Every time I go, I pass by my home. It is both a shortcut and a neverending attempt to make sense of the world and all its chaos.

The buildings are decayed, hollowed out, air conditioners sagging through taped windows and disheveled blinds. Somehow they're not much different than they were when I left them at age 11 and didn't look back until I had a child of my own.

A rusty pole sticks out of the ground in the backyard. There used to be a basketball goal attached to that pole. Grass has grown where the court made of dirt used to be.




The eyes of the children have a blankness to them. A resignation. A wary distrust of a strange visitor.

Plowden Road. Columbia Gardens. Apartment 19-F.

A melancholy jewel, a cursed diamond.

It is no longer home.

I'm sorry you got shot, man.

7 comments:

Rusty said...

The kind of writing that should win awards.

Got greater plans, someday?

Spo said...

"Older boys stole the train track ties and nails and built a clubhouse. They were geniuses"

Reminded me of the whole summers we spent building dens in the woods - getting everything perfect like secret escape passages and lookout posts incase of invaders - to all of us it was the most important thing in the world.
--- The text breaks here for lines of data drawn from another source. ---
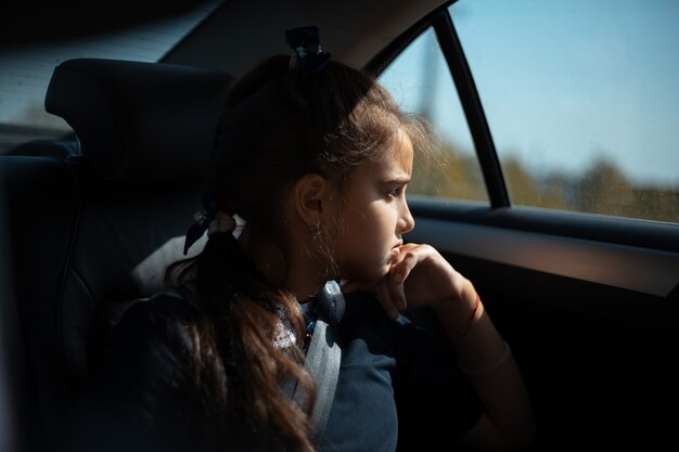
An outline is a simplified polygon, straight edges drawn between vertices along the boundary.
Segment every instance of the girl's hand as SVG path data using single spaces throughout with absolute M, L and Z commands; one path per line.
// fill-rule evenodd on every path
M 347 282 L 344 292 L 373 294 L 387 315 L 396 319 L 406 308 L 435 307 L 460 299 L 469 283 L 432 246 L 405 244 L 387 274 L 372 283 Z

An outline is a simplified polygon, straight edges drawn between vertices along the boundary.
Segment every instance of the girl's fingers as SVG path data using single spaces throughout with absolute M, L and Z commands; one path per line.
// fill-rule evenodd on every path
M 380 301 L 380 305 L 382 305 L 382 308 L 385 310 L 386 314 L 390 319 L 398 319 L 398 315 L 399 315 L 398 306 L 396 305 L 394 298 L 392 297 L 392 294 L 389 292 L 388 285 L 386 284 L 386 281 L 383 280 L 382 282 L 376 284 L 375 288 L 376 288 L 376 293 L 374 295 L 377 297 L 377 300 Z

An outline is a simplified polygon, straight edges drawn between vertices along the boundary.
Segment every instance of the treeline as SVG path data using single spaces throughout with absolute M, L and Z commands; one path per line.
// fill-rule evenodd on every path
M 573 177 L 534 175 L 520 160 L 502 160 L 513 205 L 679 223 L 679 189 L 636 185 L 605 159 Z M 488 195 L 475 155 L 444 144 L 433 159 L 418 158 L 409 193 L 486 201 Z

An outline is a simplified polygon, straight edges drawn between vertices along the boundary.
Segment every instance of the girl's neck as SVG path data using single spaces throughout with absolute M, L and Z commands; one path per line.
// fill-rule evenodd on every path
M 319 276 L 311 259 L 302 249 L 291 249 L 285 259 L 271 238 L 244 230 L 239 240 L 255 268 L 271 284 L 290 290 L 298 300 L 315 296 L 323 287 L 325 281 Z

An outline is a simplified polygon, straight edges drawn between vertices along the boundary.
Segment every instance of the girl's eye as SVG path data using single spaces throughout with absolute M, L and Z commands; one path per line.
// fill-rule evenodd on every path
M 400 197 L 403 194 L 405 189 L 406 188 L 403 185 L 397 186 L 395 189 L 389 190 L 388 195 L 389 197 Z

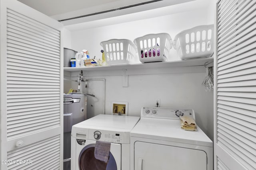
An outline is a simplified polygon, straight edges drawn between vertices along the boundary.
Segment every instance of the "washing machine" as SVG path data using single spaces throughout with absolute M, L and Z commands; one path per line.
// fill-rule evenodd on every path
M 100 114 L 74 125 L 71 132 L 71 169 L 130 170 L 130 132 L 140 118 Z M 95 157 L 97 141 L 110 143 L 106 162 Z
M 195 119 L 192 109 L 142 108 L 130 133 L 131 170 L 213 170 L 212 142 L 198 126 L 182 129 L 184 115 Z

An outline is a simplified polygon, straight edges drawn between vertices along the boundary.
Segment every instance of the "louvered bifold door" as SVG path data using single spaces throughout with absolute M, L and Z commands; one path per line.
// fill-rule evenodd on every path
M 6 9 L 6 53 L 1 56 L 6 58 L 1 160 L 8 163 L 2 169 L 61 169 L 60 30 L 48 23 L 48 17 L 10 2 Z
M 215 169 L 256 169 L 256 0 L 216 4 Z

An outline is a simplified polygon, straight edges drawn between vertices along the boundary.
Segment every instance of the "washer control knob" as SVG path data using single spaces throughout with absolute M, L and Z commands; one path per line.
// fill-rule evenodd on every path
M 101 135 L 101 133 L 99 131 L 95 131 L 94 133 L 94 139 L 96 140 L 100 139 L 100 135 Z
M 184 115 L 184 113 L 179 110 L 177 110 L 175 111 L 175 115 L 179 117 L 180 116 L 183 116 Z
M 153 114 L 156 114 L 156 110 L 153 110 L 153 111 L 152 111 L 152 113 Z

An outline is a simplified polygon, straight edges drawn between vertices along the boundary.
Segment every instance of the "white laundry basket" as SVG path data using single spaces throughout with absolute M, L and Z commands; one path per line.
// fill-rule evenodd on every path
M 109 64 L 129 64 L 134 60 L 136 46 L 126 39 L 111 39 L 100 43 Z
M 136 38 L 134 42 L 141 63 L 168 60 L 172 47 L 172 39 L 167 33 L 148 34 Z
M 204 25 L 183 31 L 173 40 L 173 46 L 182 60 L 209 57 L 213 53 L 214 25 Z

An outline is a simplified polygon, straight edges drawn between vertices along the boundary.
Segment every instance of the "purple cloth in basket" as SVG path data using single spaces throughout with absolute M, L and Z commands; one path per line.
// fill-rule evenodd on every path
M 97 141 L 94 149 L 94 157 L 97 159 L 107 162 L 110 150 L 110 142 Z
M 160 56 L 160 49 L 159 49 L 159 48 L 157 48 L 157 49 L 156 50 L 157 51 L 157 53 L 156 53 L 156 55 L 158 56 Z M 143 51 L 142 51 L 142 52 L 141 53 L 141 58 L 143 58 L 144 57 L 144 55 L 143 55 Z M 151 57 L 151 56 L 153 56 L 153 57 L 156 57 L 156 49 L 154 48 L 153 49 L 153 55 L 152 55 L 152 53 L 151 53 L 151 50 L 150 49 L 148 51 L 148 57 Z M 146 51 L 145 52 L 145 57 L 148 57 L 148 52 Z

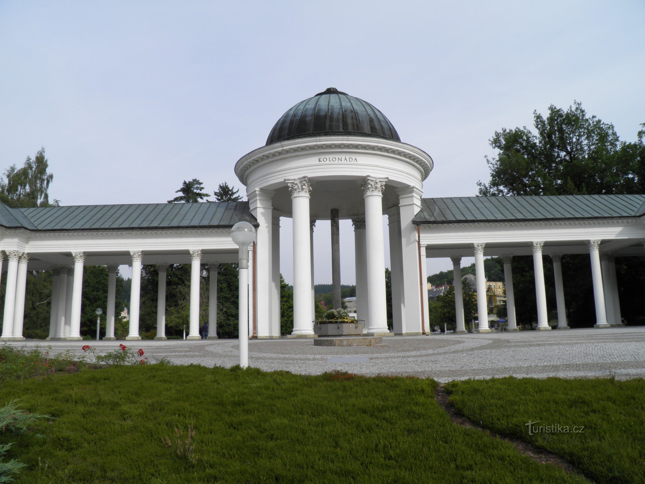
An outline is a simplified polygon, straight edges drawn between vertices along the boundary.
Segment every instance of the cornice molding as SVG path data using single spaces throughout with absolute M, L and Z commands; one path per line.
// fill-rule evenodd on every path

No idea who we thought was going to try and take our den - maybe the Russians...

Jay said...

Wow man, there's just nothing more to say about that.

Anonymous said...

It should and it does, rusty.

Cindy-Lou said...

Very moving, Eric. That was amazing.

Anonymous said...

Great writing! As a kid, were you aware of the violence and roughness of the neighborhood?

eric said...

thanks, guys. i'm sure it's kind of an awkward one to find something to say, so i appreciate it.

amber, i think that's a big point of writing this (or maybe i'm not sure if there is a point).
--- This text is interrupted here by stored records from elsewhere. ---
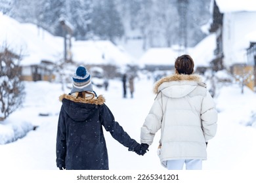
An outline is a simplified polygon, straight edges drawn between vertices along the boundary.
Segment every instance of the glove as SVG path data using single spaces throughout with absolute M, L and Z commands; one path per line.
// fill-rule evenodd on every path
M 149 147 L 149 145 L 148 144 L 144 144 L 144 143 L 142 143 L 141 144 L 140 144 L 140 148 L 141 148 L 141 150 L 148 150 L 148 147 Z
M 143 156 L 146 154 L 146 151 L 148 151 L 148 145 L 147 144 L 141 144 L 139 150 L 135 150 L 135 152 L 137 154 Z

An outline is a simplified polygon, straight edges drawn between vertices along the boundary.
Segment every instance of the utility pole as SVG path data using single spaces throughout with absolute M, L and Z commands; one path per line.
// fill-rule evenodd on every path
M 71 53 L 71 38 L 73 34 L 73 26 L 66 20 L 64 18 L 60 18 L 59 22 L 62 27 L 63 29 L 63 37 L 64 37 L 64 62 L 70 61 L 72 59 L 72 53 Z M 67 44 L 67 37 L 68 37 L 69 43 Z
M 188 0 L 177 0 L 178 12 L 180 17 L 179 36 L 179 46 L 181 52 L 185 52 L 188 46 Z

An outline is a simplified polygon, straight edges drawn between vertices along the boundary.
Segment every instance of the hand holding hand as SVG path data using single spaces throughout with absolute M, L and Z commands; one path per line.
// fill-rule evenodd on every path
M 148 151 L 148 145 L 147 144 L 142 143 L 139 146 L 138 150 L 135 150 L 137 154 L 143 156 L 146 153 L 146 151 Z

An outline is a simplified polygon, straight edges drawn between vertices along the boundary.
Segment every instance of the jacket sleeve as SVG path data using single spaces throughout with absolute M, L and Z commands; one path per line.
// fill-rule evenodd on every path
M 215 104 L 207 91 L 203 99 L 201 109 L 202 125 L 205 142 L 208 142 L 216 134 L 217 116 Z
M 100 108 L 100 121 L 114 139 L 130 150 L 134 150 L 135 146 L 140 145 L 135 140 L 130 137 L 118 122 L 115 121 L 114 115 L 105 104 L 102 105 Z
M 56 146 L 57 167 L 66 167 L 66 124 L 63 107 L 61 107 L 58 122 L 57 139 Z
M 161 128 L 163 118 L 163 108 L 160 102 L 161 97 L 160 95 L 157 96 L 141 127 L 141 143 L 151 145 L 156 133 Z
i think as children what we see becomes our reality. it is what the world is. i didn't know any different. to me, the world was a place of constant suffering with good things mixed in that seemed to defy the environment. kind of bittersweet. at the time, just sweet, because children try to find the best in things ... which is why i think so many of us want to be children.

today, the world still seems that way, even if everything around no longer is that way. there's just no way around it really.

anyway, thanks for reading. sometimes these types of things just well up and you feel like trying to make sense of it.